Wednesday, August 11, 2004

Propelled by piracy: At Technology Review, Henry Jenkins examines how the rise in popularity of manga and anime in the United States has been fueled by piracy:

"Two decades ago, the U.S. market was totally shut to these Japanese imports. Today, the sky is the limit, with many of the most successful children’s series, from Pokemon to Yu-Gi-Oh!, coming directly from Japanese production houses. The shift occurred not through some concerted push by Japanese media companies, but rather in response to the pull of American fans who used every technology at their disposal to expand the community that knew and loved this content. Subsequent commercial efforts built on the infrastructure these fans developed over the intervening years. In this essay, I am drawing heavily on a detailed chronicle of the early history of American anime fandom developed by the former President of the MIT Anime Club, Sean Leonard.

"Japanese animation was exported into the western market as early as the 1960s, when Astro Boy, Speed Racer, and Gigantor made it onto American television primarily through local syndication. By the late 1960s, however, reform efforts, such as Action for Children’s Television, had used threats of boycott and federal regulation to push back against content they saw as inappropriate for American children. The next wave of Japanese content aimed at adults in its country of origin, often dealt with more mature themes and was a particular target of the backlash. Discouraged Japanese distributors retreated from the U.S. market, dumping their cartoons on Japanese language cable channels in cities with large Asian populations.

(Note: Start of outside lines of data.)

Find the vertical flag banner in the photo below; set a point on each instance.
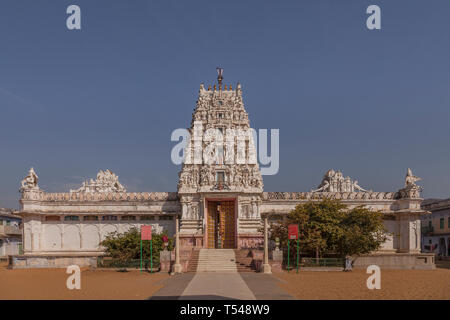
(146, 235)
(293, 235)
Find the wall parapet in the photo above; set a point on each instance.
(110, 196)
(329, 195)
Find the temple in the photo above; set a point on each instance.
(219, 203)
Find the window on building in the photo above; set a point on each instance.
(90, 218)
(128, 218)
(147, 218)
(109, 218)
(52, 218)
(71, 218)
(220, 176)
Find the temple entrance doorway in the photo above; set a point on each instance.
(221, 224)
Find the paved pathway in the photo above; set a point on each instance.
(221, 286)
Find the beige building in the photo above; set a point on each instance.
(10, 233)
(436, 227)
(221, 202)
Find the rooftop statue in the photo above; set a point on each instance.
(334, 181)
(30, 181)
(411, 179)
(106, 181)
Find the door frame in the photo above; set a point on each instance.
(206, 205)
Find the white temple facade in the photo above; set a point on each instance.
(220, 198)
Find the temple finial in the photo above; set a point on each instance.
(219, 76)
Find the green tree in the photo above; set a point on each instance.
(329, 226)
(127, 246)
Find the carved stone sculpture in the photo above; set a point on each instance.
(106, 182)
(30, 182)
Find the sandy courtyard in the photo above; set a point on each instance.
(105, 285)
(51, 284)
(395, 284)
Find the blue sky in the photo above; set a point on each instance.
(370, 103)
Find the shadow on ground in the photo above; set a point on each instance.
(202, 297)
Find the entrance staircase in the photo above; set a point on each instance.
(216, 260)
(220, 260)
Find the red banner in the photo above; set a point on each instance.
(146, 232)
(293, 231)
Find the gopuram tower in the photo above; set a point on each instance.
(220, 185)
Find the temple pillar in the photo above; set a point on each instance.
(266, 266)
(177, 266)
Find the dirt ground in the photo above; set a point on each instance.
(51, 284)
(111, 285)
(395, 284)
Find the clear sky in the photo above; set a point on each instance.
(368, 102)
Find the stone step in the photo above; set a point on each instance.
(216, 260)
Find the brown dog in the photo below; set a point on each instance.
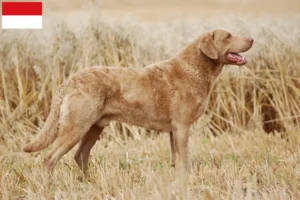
(168, 96)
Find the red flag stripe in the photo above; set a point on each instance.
(21, 8)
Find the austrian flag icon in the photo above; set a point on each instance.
(22, 15)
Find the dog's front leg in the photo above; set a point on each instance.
(180, 134)
(174, 150)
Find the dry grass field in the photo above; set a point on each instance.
(246, 146)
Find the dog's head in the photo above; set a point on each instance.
(222, 45)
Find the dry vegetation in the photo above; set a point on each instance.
(232, 155)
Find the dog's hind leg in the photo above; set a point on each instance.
(68, 138)
(86, 144)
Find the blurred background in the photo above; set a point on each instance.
(157, 9)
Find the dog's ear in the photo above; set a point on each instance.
(206, 46)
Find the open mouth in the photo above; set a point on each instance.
(235, 58)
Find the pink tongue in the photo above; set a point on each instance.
(235, 57)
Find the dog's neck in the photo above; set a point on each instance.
(197, 64)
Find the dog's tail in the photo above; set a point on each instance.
(49, 132)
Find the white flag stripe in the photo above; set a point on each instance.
(22, 22)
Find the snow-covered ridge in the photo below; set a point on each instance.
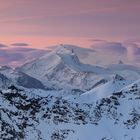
(26, 116)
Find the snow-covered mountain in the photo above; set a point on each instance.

"The rise of videotape recorders significantly changed this picture. American fans could dub shows off the Japanese language channels and share them with their friends in other regions. Soon, fans were seeking contacts in Japan‑both local youth and American G.I.s with access to newer series. Both Japan and the United States used the same NTSC video format, easing the flow of content across national borders. American fan clubs emerged to support the archiving and circulation of Japanese animation. The clubs, such as the MIT Anime Club, functioned as lending libraries and dubbing centers as well as holding marathon screenings to attract new members."